Where: San Jose, CA
Date: March 18, 2013
GTC is the place to learn about and share how advances in GPU technology help scientists, developers, graphic artists, designers, researchers, engineers and IT managers tackle their day-to-day computational and graphics challenges.
New for 2013, GTC is expanding to include more sessions on how GPUs are being used in manufacturing, media and entertainment, game development, mobile computing and cloud graphics.
GTC 2013 will feature the latest breakthroughs and the most amazing content in GPU-enabled applications and will deliver 4 full days of world-class education by some of the greatest minds from a wide range of fields.
Acceleware tutorials at GTC
Back by popular demand Acceleware will be presenting 4 informative tutorials at GTC:
Part 1 – An Introduction to GPU Programming (S3452)
Join us for an informative introduction to GPU Programming. The tutorial will begin with a brief overview of CUDA and data-parallelism before focusing on the GPU programming model. We will explore the fundamentals of GPU kernels, host and device responsibilities, CUDA syntax and thread hierarchy. A programming demonstration of two simple CUDA kernels will be provided. Find out more
Part 2 - How to Improve Performance using the CUDA Memory Model and Features of the new Kepler Architecture (S3453)
Explore the memory model of the GPU and the memory enhancements available in the new Kepler architecture and how these affect performance. The tutorial will begin with an essential overview of GPU architecture and thread cooperation before focusing on the different memory types available on the GPU. We will define shared, constant and global memory and discuss the best locations to store your application data for optimized performance. The shuffle instruction, new shared memory configurations and Read-Only Cache of the Kepler architecture are introduced and optimization techniques discussed. A programming demonstration of shared and constant memory will be delivered. The demonstration code will then be re-written using the shuffle instruction for the Kepler architecture.
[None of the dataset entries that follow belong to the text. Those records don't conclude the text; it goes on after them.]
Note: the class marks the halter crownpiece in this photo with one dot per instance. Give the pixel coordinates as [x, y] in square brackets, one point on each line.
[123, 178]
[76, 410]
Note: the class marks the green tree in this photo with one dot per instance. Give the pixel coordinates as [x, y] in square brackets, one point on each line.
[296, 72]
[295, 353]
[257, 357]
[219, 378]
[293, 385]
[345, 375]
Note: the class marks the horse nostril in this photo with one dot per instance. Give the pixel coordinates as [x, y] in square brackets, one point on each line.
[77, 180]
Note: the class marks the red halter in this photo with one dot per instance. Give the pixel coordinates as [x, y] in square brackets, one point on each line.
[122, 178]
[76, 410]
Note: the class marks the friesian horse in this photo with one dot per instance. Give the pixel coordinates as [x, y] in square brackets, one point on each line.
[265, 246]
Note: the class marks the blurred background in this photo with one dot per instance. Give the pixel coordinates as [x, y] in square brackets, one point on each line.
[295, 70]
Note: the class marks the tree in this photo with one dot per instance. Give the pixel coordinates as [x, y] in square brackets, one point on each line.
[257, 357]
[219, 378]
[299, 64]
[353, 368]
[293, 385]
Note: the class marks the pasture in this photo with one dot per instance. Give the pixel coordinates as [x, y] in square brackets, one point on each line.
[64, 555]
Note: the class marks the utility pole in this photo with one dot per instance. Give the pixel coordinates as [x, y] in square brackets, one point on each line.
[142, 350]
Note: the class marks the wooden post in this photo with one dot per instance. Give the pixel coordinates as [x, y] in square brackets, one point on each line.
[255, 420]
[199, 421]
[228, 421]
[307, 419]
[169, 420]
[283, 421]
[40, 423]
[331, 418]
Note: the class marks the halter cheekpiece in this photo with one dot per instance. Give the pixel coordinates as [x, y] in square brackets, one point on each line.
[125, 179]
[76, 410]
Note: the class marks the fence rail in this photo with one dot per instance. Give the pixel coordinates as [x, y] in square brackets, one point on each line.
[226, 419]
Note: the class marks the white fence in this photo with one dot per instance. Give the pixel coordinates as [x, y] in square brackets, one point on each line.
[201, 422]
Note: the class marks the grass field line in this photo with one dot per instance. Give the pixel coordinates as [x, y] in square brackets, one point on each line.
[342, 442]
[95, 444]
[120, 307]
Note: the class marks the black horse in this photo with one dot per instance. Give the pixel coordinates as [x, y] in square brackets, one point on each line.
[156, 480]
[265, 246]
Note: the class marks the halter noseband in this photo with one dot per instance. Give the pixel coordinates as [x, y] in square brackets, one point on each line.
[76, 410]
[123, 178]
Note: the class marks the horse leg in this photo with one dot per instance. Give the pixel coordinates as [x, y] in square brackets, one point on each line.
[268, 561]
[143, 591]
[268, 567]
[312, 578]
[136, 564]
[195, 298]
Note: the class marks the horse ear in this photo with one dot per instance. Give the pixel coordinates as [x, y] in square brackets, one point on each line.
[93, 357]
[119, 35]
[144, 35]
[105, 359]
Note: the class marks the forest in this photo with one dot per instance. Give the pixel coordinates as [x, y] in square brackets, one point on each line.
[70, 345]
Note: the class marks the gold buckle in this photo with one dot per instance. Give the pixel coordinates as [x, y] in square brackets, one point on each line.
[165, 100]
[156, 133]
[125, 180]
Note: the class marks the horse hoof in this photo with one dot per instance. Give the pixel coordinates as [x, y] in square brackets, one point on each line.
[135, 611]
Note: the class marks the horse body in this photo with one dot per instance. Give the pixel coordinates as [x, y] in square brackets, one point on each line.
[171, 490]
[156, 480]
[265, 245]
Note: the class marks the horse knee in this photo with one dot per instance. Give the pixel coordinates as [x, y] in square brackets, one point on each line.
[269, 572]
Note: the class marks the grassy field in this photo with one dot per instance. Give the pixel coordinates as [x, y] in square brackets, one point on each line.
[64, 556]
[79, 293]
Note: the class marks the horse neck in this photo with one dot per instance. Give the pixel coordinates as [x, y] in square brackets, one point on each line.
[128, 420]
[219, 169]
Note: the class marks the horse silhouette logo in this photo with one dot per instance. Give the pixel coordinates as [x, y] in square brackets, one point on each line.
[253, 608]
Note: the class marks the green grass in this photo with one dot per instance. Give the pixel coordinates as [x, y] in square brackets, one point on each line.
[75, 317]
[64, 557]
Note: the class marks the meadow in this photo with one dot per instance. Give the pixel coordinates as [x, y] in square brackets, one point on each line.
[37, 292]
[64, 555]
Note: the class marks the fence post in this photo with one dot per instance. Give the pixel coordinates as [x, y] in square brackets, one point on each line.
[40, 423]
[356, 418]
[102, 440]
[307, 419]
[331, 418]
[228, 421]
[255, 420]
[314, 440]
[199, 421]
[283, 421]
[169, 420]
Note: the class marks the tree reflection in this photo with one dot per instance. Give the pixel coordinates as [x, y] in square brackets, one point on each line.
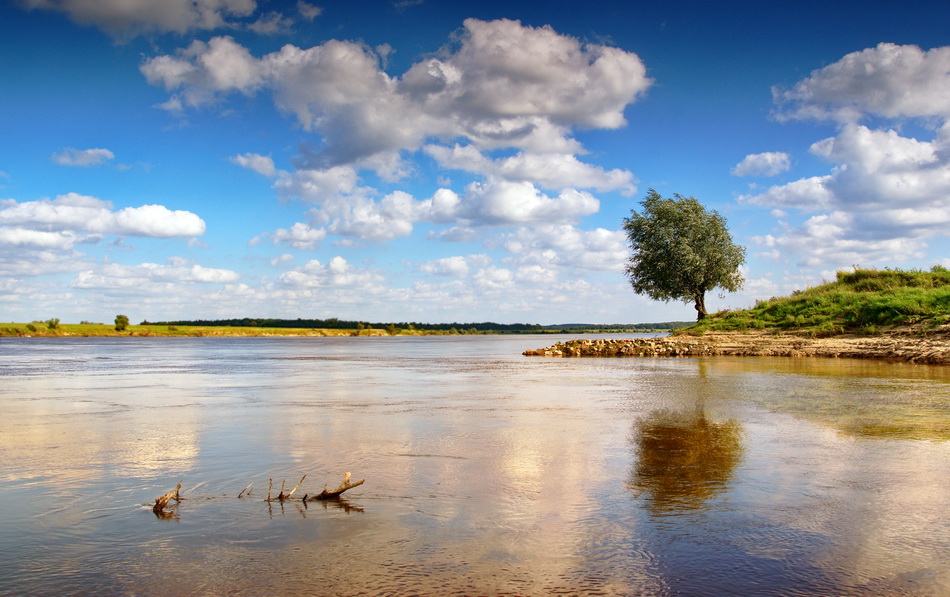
[683, 460]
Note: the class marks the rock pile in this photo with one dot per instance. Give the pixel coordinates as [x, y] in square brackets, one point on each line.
[929, 347]
[637, 347]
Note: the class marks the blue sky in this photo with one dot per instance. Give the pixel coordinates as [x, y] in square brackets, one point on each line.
[431, 161]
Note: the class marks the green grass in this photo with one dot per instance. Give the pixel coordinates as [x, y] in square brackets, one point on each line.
[92, 329]
[865, 301]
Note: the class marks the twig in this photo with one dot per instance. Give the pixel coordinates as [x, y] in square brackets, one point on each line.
[345, 485]
[162, 501]
[296, 486]
[243, 490]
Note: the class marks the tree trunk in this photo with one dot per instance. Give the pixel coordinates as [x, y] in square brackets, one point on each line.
[700, 306]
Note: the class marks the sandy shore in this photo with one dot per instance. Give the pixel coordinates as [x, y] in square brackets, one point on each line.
[906, 344]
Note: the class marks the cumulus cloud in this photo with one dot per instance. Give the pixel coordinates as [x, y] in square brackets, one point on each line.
[125, 17]
[308, 11]
[770, 163]
[888, 80]
[298, 236]
[503, 85]
[498, 202]
[82, 157]
[563, 246]
[336, 274]
[499, 86]
[259, 163]
[548, 170]
[886, 193]
[177, 271]
[456, 266]
[79, 213]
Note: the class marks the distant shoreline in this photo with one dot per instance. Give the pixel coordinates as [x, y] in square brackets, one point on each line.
[41, 330]
[906, 344]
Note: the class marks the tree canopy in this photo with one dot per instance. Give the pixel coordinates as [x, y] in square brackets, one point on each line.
[681, 251]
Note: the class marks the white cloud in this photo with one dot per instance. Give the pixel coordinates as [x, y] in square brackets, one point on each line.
[829, 240]
[770, 163]
[336, 274]
[504, 85]
[298, 236]
[74, 212]
[888, 80]
[38, 239]
[261, 164]
[548, 170]
[499, 202]
[82, 157]
[124, 17]
[456, 266]
[145, 275]
[308, 11]
[566, 247]
[887, 193]
[272, 23]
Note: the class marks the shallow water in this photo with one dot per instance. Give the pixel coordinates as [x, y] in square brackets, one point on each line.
[486, 472]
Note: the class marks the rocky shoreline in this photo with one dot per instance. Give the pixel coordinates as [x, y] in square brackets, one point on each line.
[908, 345]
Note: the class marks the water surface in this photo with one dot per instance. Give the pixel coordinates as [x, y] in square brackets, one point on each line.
[486, 472]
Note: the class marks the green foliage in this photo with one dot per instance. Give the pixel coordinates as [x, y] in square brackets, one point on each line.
[862, 301]
[681, 251]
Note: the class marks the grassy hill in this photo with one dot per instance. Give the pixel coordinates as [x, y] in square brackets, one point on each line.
[866, 301]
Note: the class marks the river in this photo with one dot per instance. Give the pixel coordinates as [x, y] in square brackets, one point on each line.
[487, 473]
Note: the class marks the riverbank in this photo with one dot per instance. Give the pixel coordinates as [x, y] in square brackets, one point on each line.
[908, 344]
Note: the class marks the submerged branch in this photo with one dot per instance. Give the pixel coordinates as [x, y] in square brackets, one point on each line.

Find out more
Part 3 – Essential Optimization Techniques for NVIDIA Kepler and Fermi Architecture (S3454)
Learn how to optimize your algorithms for the Fermi and Kepler architectures. This informative tutorial will cover the key optimization strategies for compute and memory bound problems. The session will include techniques for ensuring peak utilization of CUDA cores by choosing the optimal block size and using dynamic parallelism on the Kepler architecture. For compute bound algorithms we will discuss how to improve branching efficiency, using intrinsic functions and loop unrolling. For memory bound algorithms, optimal access patterns for global and shared memory will be presented and highlighting the differences between the Fermi and Kepler architecture. This session will include code examples throughout and a programming demonstration highlighting the optimal global memory access pattern which is applicable to all GPU architectures. Find out more
Part 4 – CUDA Tools for Optimal Performance and Productivity (S3455)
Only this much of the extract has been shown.